Abstract
This paper presents a technique of reducing permeability through sand using a biologically inspired process. The effect of Enzyme-Induced Carbonate Precipitation (EICP) and biopolymer (sodium alginate and guar gum) on the permeability of silica sand was investigated. The effect of the number of EICP treatment cycles and seawater on the permeability of the EICP-treated sand was evaluated in this study. Besides, the effect of varying the concentration of biopolymer on the permeability was investigated. The biopolymer concentration used in the study was 0.1, 0.3, 0.5 and 1% by dry weight of sand. The result showed that the coefficient of permeability decreased with an increase in the number of EICP treatment cycles. The precipitated calcium carbonate (CaCO
3
) within the soil pore space was observed to yield a reduction of 61% in soil permeability compared to the untreated specimens. Further increase in the number of treatment cycles yielded a higher reduction in the coefficient of permeability. Conduction of the permeability test with seawater on the EICP specimens resulted in a lower coefficient of permeability compared to those using water. Furthermore, integrating biopolymers within the soil media was capable of plugging the pores as a result of the viscous gel-forming characteristics in the presence of water.
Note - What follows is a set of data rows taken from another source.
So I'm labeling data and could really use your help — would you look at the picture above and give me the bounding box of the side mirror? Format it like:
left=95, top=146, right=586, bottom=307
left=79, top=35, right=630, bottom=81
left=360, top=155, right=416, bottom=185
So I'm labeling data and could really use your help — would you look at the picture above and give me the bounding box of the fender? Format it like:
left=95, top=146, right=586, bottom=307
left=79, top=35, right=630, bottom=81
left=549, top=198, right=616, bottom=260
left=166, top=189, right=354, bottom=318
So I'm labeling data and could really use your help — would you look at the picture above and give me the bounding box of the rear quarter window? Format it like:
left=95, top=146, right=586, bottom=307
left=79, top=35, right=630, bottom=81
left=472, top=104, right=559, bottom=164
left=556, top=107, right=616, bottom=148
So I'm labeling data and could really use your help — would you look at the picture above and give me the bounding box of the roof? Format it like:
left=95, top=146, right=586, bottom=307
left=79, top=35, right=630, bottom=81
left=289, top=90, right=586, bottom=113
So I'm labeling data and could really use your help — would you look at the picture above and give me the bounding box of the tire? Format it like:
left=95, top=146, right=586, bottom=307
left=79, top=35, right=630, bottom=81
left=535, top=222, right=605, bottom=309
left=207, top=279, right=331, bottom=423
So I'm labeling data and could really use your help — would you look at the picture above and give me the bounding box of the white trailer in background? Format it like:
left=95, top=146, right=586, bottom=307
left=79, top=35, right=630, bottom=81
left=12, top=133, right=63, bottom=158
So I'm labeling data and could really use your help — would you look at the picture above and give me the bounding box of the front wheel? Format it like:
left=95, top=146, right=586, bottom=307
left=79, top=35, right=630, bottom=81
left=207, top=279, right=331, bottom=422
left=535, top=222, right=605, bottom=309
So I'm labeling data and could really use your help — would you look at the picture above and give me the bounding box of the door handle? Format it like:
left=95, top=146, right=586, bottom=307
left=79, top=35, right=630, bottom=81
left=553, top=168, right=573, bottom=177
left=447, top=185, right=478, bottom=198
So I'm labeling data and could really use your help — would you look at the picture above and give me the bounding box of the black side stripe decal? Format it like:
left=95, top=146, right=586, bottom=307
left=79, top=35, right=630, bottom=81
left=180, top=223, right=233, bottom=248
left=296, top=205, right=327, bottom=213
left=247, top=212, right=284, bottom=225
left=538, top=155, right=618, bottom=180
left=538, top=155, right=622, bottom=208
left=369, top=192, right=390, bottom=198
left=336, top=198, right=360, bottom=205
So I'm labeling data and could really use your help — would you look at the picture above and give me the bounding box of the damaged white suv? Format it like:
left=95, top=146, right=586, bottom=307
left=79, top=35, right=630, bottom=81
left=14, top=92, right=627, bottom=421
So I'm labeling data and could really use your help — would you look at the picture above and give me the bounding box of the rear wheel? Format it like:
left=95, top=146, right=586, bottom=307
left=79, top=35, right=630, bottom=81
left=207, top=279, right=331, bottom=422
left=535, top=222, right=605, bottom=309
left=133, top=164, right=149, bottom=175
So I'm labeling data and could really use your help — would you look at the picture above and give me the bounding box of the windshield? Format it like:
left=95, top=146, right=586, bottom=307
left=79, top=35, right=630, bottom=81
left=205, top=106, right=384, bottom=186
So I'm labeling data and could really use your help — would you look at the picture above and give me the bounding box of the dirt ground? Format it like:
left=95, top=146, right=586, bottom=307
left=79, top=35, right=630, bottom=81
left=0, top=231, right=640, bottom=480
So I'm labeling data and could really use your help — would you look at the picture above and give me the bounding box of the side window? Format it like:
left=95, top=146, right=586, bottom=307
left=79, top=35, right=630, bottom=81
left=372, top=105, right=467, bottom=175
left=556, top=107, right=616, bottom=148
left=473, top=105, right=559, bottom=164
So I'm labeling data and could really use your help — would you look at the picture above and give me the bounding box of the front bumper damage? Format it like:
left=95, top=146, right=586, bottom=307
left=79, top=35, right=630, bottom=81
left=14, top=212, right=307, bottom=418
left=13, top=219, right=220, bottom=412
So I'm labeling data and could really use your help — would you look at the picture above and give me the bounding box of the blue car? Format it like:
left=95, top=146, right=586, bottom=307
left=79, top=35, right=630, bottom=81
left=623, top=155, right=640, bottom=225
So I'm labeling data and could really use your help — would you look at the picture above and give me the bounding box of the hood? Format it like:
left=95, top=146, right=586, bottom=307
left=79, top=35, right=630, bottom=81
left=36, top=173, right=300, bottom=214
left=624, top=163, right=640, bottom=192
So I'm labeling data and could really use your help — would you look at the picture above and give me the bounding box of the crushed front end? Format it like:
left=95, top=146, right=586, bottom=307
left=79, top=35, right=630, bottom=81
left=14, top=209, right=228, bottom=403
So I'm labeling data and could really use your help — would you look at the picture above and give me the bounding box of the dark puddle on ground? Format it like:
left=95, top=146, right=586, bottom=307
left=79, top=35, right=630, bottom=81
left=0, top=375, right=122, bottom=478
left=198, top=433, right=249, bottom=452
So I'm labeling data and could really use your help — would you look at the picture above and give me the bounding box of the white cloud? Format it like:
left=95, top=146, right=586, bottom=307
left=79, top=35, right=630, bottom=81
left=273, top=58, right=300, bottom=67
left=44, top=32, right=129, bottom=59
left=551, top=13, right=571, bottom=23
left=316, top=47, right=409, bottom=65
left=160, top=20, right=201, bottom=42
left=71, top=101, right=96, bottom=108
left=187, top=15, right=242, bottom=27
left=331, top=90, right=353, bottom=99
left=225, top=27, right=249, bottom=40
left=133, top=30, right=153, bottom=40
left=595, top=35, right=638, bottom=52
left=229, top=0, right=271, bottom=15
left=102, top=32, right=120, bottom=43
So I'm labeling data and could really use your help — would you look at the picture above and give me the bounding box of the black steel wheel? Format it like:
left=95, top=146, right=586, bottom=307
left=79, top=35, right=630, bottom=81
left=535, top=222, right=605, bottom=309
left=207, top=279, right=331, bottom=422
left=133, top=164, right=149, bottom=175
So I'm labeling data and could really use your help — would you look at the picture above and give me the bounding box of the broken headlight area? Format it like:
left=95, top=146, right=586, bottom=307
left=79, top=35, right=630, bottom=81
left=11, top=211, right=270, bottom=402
Increasing the biopolymer concentration from 0 to 1% resulted in a reduction in the coefficient of permeability by around 20-folds and 3-folds for sodium alginate and guar gum, respectively. However, a lower biopolymer concentration of 0.1% is sufficient to effect a reduction in the permeability of the silica sand by around 68% and 43% for sodium alginate and guar gum, respectively. The sodium alginate biopolymer proved more efficient in reducing the permeability of the silica sand than EICP or the guar gum biopolymer.